Hacker News new | past | comments | ask | show | jobs | submit login
Heroku was Down
254 points by ericpauley on Feb 24, 2022 | hide | past | favorite | 141 comments
Incident: https://status.heroku.com/incidents/2402

Update: our apps appear back up after 23 minutes total downtime. Others are reporting applications still down.

Update: it appears most or all services have been restored.




HN is truly a market leader in status page technology


A couple of outages that have affected my client i learned about first on HN. We were able to mobilize a team and get on top of it faster than any monitoring team at the client ( a state government ). I feel like HN should invoice us haha


You might benefit from some better monitoring!
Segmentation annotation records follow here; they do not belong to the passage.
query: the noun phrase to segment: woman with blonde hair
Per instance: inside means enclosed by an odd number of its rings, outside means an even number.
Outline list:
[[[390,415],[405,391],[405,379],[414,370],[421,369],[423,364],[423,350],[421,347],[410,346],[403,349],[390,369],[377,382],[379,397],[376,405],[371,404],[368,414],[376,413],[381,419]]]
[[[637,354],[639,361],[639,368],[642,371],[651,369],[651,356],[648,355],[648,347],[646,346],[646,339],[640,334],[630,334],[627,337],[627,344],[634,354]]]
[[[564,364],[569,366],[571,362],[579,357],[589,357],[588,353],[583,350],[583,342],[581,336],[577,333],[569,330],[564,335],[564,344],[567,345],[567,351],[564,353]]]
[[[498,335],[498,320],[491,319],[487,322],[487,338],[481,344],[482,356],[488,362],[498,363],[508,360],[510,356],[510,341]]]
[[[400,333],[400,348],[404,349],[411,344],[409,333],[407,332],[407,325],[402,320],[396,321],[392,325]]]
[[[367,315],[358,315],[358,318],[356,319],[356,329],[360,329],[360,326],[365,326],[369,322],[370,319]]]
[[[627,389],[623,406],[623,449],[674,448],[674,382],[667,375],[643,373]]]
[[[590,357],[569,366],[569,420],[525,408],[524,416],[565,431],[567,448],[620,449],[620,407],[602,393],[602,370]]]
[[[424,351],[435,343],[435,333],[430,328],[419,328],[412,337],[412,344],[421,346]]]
I came to HN to make sure it was actually down.


Except when it is a false alarm.

I've seen a few get to the front page.

But when we're right we're right.


10/9 times


HN: All of our amps go to 11.


Even when it's a false alarm it's usually something else is having a problem that is affecting many people and manifesting itself as a particular service being down.


I'll make my employer pay for it if HN starts a paid service. Honestly they should write a blog post about when down times were first reported on Hn.
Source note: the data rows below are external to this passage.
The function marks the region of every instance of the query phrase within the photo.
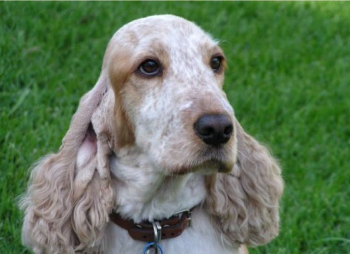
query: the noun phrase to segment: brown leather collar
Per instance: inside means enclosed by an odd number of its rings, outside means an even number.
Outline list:
[[[178,212],[169,218],[155,222],[143,221],[135,223],[132,219],[123,218],[120,214],[112,213],[109,215],[112,221],[126,229],[135,240],[143,242],[155,241],[157,233],[155,232],[155,224],[160,225],[158,241],[160,239],[173,238],[179,236],[190,226],[192,209]],[[159,227],[159,226],[158,226]]]

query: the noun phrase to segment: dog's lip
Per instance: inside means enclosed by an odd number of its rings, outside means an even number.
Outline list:
[[[184,175],[196,171],[204,171],[207,173],[229,173],[234,165],[233,162],[223,162],[217,159],[210,159],[203,161],[195,165],[182,166],[171,171],[171,174]]]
HN was also down for a moment because too much traffic


I experienced that too


Such a lightweight tool at that! Barely any JS loaded.


*was


All our apps are down as well. And it seems (and I really have to almost laugh here) that https://status.heroku.com no longer loads.


As always, a note to infrastructure providers: HOST YOUR LIVE STATUS DETAILS ON OTHER INFRASTRUCTURE.

Of course, they won't. If they host is on someone else's then that might look bad (tacitly saying that a competitor is reliable and might be up when they are down) and if they hive off an extra copy of some of their infrastructure there will still be single points of failure either accidentally, by human error (someone somehow messing up both segments at once), or by design (possibly through management trying to save pennies when they noticed this extra bit of infrastructure on the balance sheet).


I agree with your lead statement and argued as such, but was overruled. Last I knew and understood, Heroku Status is static pages pushed out to Fastly, with the internal admin site (that does that work) running in a Heroku Private Space. If you look at the DNS, it still appears to be served by Fastly, and Heroku Private Spaces are generally pretty isolated infra, so I would be curious what the failure mode was here. But ultimately this is the fire you play with when you self-host your status site...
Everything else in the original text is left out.